In view of the industry's comprehensive self-commitment, the purpose of the planned ban - to significantly improve investor protection - can be achieved in a comparable manner, according to the Bafin official. For example, "Complexity: The main risks will be better explained both by issuers and in the course of distribution," said the official. "This includes the complex definition of 'credit event'. Particularly complex product variants (worst-of, first-to-default) will no longer be issued. Products will only be issued with a fixed rate and no longer with a floating rate.
"Distribution among retail clients: The minimum denomination per unit and the decision not to sell to the two lowest risk tolerance categories will serve to protect risk-averse retail investors," said the official. "Other principles of the self-commitment lead overall to a reduction in the risks of CLNs (only reference entities with investment grade and listing on organised markets)."
The self-regulation proposal includes an alteration to the name of the product - from the "misleading" Bonitätsanleihe (creditworthiness note) to bonitätsabhängigen Schuldverschreibungen (credit-linked debt security) from January 1, 2017. "The discussion included only one name for the product, and reflects Bafin's criticism," said Christian Vollmuth (pictured), a managing director at the DDV. "There was no name competition."
The English designation remains "credit-linked notes", and, on a point of clarification, the Bafin official confirmed that step-up coupon CLNs are normally not issued with a variable coupon.
Bafin decided to rescind the ban on the basis of the "the overall package, such as the uniform/standardised proceeding of producers and distribution," said Vollmuth. "The principles address many points of the Bafin's criticism. We have already shown with the Fairness Code that we can implement such voluntary commitments effectively and in the interest of the investor."
According to the principles, credit-linked notes will only be issued at a minimum investment size of €10,000, which takes them out of being "typical" retail investment products. '
Stringent requirements are also laid down with respect to product distribution, according to the principles. For example, CLNs with more than one underlying company can only be offered if investors achieve actual risk diversification. 'In addition, retail investors are to be provided with more extensive information when investment advice is provided for this product,' stated the DDV.
Assurances and education for retail investors are enshrined in principles 5 and 10: "Clients are provided with product information that comprehensibly describes the product structure and clearly indicates the risks, especially the contingency of interest payments and repayments on the non-occurrence of a credit event (together with an explanation of said credit event), as well as a concrete description of the consequences for the retail client of the occurrence of a credit event," said the Bafin official.
"For the purpose of investor protection, as a first step in the distribution of credit-linked notes, particular consideration is given to the knowledge and experience of the investor with respect to the product structure of credit-linked notes," said the official. "As a second step, investors are provided with additional product-specific information.
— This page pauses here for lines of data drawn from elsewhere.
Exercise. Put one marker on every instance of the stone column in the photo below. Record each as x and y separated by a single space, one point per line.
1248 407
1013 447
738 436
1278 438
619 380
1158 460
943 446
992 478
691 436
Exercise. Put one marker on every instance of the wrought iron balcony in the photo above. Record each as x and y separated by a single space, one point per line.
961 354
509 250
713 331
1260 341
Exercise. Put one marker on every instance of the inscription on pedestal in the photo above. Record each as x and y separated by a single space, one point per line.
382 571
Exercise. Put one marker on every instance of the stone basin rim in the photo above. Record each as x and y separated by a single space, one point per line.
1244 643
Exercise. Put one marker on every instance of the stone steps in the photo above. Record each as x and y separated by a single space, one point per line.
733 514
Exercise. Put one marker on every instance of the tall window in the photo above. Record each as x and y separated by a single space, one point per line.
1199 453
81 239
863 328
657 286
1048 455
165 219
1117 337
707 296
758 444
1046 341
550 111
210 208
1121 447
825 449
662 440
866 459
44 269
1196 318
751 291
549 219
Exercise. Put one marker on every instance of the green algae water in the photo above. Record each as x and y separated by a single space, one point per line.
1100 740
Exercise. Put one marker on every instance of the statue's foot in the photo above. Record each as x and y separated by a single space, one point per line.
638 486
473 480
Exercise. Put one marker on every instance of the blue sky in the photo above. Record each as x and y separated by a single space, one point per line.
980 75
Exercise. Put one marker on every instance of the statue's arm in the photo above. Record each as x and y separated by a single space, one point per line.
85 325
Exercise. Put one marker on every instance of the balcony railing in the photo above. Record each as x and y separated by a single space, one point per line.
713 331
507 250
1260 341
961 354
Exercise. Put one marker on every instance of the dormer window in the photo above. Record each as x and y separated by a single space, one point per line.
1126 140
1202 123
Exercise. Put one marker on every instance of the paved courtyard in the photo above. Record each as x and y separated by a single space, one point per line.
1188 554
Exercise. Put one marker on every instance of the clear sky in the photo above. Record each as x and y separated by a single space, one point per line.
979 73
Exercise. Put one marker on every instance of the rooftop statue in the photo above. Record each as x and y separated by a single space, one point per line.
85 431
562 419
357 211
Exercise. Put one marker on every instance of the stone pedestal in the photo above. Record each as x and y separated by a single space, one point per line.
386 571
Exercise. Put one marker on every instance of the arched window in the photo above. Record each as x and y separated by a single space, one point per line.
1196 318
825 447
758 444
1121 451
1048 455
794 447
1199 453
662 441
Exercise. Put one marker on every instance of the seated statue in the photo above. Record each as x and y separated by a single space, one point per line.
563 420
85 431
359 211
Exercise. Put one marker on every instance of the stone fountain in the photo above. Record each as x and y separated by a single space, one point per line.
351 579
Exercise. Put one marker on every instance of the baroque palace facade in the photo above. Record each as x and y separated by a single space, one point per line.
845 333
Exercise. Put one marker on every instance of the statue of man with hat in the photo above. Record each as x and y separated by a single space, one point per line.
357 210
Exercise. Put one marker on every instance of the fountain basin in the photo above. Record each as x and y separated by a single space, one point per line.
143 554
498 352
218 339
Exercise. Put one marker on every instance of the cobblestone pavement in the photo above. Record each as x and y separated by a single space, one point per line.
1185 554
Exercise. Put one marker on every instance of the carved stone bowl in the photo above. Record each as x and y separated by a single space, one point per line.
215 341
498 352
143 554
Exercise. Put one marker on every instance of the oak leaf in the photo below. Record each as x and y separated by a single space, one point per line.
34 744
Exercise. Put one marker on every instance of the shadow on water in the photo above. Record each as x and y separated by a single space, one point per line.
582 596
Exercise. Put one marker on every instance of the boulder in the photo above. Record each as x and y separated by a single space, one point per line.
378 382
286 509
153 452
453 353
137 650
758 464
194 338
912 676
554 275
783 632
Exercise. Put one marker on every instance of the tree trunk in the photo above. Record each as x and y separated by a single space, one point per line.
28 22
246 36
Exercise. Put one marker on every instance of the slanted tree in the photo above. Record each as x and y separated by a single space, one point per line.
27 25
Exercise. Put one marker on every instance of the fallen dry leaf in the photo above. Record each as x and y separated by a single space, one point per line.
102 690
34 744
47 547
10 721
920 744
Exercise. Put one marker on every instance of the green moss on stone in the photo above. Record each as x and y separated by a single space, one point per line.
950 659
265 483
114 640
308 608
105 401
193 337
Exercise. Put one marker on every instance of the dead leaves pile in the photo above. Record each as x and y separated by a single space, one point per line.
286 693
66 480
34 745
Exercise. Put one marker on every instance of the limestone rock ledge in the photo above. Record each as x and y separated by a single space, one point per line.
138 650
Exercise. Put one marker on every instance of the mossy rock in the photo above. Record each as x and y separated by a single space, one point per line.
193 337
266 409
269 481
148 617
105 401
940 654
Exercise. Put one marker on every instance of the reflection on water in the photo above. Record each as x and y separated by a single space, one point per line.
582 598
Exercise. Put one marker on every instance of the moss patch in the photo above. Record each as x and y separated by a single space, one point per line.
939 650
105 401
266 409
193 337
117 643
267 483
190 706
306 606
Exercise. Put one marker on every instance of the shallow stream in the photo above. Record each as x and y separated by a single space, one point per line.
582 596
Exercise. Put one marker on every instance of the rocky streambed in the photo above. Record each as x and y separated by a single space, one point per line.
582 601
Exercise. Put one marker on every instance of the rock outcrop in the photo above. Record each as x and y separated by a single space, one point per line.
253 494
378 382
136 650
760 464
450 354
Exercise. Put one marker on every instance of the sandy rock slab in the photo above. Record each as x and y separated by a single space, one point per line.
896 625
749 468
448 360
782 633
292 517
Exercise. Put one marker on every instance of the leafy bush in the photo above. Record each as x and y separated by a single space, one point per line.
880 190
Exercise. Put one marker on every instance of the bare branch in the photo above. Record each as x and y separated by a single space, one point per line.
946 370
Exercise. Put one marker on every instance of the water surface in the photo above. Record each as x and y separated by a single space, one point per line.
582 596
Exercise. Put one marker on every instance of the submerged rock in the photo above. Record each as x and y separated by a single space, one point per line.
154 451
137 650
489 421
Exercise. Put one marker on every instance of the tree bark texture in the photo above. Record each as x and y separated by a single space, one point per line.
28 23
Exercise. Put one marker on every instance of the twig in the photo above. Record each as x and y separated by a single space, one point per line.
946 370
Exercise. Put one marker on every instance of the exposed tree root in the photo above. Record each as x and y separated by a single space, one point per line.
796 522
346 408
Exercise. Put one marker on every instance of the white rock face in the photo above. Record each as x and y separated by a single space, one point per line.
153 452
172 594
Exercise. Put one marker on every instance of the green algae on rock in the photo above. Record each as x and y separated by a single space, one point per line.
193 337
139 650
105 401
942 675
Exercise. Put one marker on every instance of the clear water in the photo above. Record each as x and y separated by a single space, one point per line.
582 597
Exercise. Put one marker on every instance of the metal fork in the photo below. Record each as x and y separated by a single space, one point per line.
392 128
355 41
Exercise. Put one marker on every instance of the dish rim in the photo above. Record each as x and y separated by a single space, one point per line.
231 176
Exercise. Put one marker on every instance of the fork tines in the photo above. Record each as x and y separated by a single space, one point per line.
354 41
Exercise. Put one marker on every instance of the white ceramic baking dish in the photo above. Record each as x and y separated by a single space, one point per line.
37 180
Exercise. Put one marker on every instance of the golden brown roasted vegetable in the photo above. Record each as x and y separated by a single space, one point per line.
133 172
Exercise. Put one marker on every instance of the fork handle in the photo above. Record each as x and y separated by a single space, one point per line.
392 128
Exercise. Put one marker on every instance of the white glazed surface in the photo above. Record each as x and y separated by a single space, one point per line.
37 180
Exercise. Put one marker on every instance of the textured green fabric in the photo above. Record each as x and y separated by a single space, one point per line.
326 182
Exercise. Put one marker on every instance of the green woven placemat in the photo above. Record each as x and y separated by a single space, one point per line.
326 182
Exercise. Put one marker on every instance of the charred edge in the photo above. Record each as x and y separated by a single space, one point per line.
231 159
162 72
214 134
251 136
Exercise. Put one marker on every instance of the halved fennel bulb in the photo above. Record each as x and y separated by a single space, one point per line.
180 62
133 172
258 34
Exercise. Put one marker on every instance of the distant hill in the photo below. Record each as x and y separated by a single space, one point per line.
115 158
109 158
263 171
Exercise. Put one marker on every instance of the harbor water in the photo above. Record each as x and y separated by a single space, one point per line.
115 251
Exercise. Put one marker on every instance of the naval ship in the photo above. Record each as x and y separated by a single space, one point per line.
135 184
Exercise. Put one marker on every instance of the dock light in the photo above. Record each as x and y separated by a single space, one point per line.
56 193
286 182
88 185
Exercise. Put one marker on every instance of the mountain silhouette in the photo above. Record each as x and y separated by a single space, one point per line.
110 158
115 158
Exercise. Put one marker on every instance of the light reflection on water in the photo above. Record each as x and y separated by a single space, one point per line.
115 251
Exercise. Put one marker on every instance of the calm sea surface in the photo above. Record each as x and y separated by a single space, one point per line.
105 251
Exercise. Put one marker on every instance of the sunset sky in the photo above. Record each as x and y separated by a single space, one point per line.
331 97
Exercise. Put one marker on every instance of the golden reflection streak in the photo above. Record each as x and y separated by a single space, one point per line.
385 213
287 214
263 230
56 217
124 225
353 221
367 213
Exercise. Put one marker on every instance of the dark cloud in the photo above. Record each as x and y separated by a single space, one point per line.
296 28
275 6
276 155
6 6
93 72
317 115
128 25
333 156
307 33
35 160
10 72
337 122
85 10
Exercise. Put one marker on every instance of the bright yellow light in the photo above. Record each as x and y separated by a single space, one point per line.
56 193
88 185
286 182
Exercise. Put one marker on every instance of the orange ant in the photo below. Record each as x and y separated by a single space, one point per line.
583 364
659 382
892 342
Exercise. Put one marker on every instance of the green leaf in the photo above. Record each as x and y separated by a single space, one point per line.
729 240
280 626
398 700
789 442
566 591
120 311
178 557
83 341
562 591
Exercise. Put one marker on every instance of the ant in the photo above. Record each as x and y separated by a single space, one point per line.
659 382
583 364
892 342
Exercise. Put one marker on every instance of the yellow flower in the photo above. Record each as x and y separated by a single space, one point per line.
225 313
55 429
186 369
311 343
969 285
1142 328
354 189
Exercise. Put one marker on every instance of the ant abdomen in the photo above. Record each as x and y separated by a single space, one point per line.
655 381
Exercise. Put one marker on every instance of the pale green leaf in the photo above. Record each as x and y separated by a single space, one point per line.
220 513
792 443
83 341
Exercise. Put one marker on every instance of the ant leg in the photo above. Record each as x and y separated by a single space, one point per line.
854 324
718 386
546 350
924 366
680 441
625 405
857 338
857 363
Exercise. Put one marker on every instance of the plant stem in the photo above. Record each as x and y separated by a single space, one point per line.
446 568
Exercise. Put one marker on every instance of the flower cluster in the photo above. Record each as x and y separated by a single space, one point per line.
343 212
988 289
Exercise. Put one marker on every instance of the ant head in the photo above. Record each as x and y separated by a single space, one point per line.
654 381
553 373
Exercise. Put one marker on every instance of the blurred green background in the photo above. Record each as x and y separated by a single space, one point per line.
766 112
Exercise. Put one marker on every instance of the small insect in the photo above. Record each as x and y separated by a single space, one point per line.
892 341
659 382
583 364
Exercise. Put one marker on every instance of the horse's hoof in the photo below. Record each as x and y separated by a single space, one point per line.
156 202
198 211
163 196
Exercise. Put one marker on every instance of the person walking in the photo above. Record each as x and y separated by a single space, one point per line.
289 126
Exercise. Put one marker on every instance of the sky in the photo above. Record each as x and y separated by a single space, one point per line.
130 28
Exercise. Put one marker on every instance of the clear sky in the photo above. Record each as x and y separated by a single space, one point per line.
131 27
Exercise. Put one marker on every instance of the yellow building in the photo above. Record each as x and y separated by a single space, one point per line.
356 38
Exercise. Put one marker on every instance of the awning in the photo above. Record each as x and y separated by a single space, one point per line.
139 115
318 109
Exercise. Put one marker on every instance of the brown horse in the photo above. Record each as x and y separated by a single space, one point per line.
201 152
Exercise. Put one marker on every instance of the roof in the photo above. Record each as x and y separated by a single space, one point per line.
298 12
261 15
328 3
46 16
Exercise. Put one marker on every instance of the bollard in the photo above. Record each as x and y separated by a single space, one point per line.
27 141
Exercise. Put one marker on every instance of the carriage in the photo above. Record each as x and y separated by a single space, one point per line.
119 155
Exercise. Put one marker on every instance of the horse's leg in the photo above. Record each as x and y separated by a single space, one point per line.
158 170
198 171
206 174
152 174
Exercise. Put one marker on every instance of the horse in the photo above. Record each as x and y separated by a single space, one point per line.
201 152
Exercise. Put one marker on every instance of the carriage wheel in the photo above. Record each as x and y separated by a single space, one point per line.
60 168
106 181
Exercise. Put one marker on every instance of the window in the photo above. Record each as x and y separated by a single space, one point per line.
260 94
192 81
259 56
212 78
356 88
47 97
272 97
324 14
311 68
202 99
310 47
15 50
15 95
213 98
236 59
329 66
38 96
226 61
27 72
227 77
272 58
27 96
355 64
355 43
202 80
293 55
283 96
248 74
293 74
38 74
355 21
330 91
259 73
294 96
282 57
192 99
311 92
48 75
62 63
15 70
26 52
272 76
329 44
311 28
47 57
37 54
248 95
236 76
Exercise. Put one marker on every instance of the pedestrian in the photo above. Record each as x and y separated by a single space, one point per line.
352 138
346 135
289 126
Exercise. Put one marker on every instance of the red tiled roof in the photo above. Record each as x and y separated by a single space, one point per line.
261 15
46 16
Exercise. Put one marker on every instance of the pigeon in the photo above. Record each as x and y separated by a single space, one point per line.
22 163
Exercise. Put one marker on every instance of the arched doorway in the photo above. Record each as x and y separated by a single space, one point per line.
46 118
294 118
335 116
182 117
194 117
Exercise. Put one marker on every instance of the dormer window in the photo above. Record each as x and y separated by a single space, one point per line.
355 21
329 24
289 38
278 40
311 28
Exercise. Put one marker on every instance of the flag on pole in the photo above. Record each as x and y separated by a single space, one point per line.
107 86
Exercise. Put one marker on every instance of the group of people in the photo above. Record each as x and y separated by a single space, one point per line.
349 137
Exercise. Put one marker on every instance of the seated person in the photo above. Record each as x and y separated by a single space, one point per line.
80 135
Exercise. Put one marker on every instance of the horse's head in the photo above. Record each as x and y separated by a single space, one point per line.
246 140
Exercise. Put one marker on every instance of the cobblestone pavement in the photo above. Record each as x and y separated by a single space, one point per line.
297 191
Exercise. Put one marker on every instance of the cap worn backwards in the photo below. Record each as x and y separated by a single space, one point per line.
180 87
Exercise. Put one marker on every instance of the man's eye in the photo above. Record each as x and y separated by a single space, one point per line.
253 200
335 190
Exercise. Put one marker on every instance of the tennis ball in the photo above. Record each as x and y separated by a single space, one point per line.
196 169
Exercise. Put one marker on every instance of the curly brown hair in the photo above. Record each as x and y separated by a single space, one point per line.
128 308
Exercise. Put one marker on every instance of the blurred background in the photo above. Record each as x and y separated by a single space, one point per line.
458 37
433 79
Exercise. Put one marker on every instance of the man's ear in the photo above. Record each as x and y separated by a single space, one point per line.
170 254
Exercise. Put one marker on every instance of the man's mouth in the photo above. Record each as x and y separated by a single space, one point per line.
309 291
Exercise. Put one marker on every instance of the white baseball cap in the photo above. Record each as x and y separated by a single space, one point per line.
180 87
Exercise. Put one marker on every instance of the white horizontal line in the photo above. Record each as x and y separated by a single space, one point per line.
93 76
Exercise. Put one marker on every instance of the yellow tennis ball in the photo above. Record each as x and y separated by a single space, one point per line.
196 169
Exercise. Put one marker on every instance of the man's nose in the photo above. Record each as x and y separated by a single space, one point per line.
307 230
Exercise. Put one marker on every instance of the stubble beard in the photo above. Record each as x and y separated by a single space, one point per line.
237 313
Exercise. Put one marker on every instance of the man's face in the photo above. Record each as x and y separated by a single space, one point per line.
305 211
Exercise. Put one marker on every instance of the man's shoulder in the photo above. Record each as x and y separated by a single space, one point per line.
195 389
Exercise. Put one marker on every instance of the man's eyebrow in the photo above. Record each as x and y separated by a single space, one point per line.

In particular, investors are informed of which credit events relating to the reference entity can lead to (partial) non-payment of interest or nominal value. The risks are particularly highlighted in the documentation."
Verbraucherzentrale Bundesverband, Germany's consumer protection association has yet to respond to the regulator's announcement, but "will for sure comment on this tomorrow or on Monday in the German media," said Vollmuth. "It is expected that the association will complain, as it explicitly welcomed the ban. But much more interesting will be the reaction of the Deutsche Schutzvereinigung für Wertpapierbesitz [Germany's oldest and largest association for private investors]."
The degree to which the certificates market as a whole will change due to the self-commitment remains to be seen. "However, in relation to CLNs, the self-commitment will bring about greater transparency and make the issuing of products more consumer-friendly," said the Bafin official.
With the CLN ban on hold and strong indications that it will be removed, Bafin is turning its attention to CFDs (contracts for difference) and binary options.